This paper was invited by the editor, Victor Ufnarofski, for a special issue of the journal devoted to computer algebra. The joint papers with Helton on this work are addressed to an audience of engineers and are somewhat didactic. This paper presents the foundations of the topic more formally to a computer science audience in terms of rewrite rules. The paper also includes a short discussion of the special purpose system used in this work.

1.     Foundations

Gröbner Basis technology can be viewed as a chapter in non-commutative ring theory, concerned with ideals and ideal bases-with connections to algebraic geometry. It can also be seen as providing a reduction process akin to the rewrite rules used in computer science.This paper uses rewrite rules as the foundation.

2.     Operator Theory Models

The technology we introduce is applied to several "models" that arise in operator or matrix theory.  The original goal of this work was the simplification of complex expressions. The Gröbner technology was used to produce a complete set of simplifying expressions from various starting sets of relations.

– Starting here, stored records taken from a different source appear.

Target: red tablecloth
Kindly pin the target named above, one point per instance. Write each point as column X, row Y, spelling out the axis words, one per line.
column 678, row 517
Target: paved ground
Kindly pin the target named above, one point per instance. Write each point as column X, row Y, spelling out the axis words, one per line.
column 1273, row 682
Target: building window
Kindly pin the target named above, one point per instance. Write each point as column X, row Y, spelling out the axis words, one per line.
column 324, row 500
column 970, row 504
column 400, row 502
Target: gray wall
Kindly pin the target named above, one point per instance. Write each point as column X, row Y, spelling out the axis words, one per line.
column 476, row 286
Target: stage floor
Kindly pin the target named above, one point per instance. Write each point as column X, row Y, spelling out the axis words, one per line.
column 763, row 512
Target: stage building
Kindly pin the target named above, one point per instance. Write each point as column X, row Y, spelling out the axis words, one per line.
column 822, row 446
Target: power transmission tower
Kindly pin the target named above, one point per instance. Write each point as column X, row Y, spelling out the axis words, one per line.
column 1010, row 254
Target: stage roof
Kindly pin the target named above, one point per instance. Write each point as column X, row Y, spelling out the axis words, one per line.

3.     Other examples and results

The operator theory work produced situations in which the Basis Algorithm does not terminate and for which a Gröbner Basis exists but is infinite. This section examines some ways that infinite Gröbner Bases arise. It presents a simple example where the Gröbner Basis is finite for one term ordering and infinite for another.
 
Some of the operator theory models that arise in the work with Helton have infinite bases. Changing the "handedness" of a few rules causes the infinite families to collapse. The handedness of rules cannot be changed arbitrarily (it could, for example, produce a cycle in the graph) -- so a search was conducted for a valid term ordering which had this effect. The Wreath Product ordering (used by group theorists) was shown to accomplish this for the operator theory models. All of the operator theory models have finite Gröbner Bases when this ordering is used. (It is not, however, a "simplification order").  [After the publication a simpler order, the Elimination Order, was found to also produce finite bases for the operation theory models.]

4.    Discussion of research software and implementation

This research uses a special approach to the design and implementation of research software. The last section of the paper contains a brief discussion of this approach and provides some information about the base language (Forth) used in this work.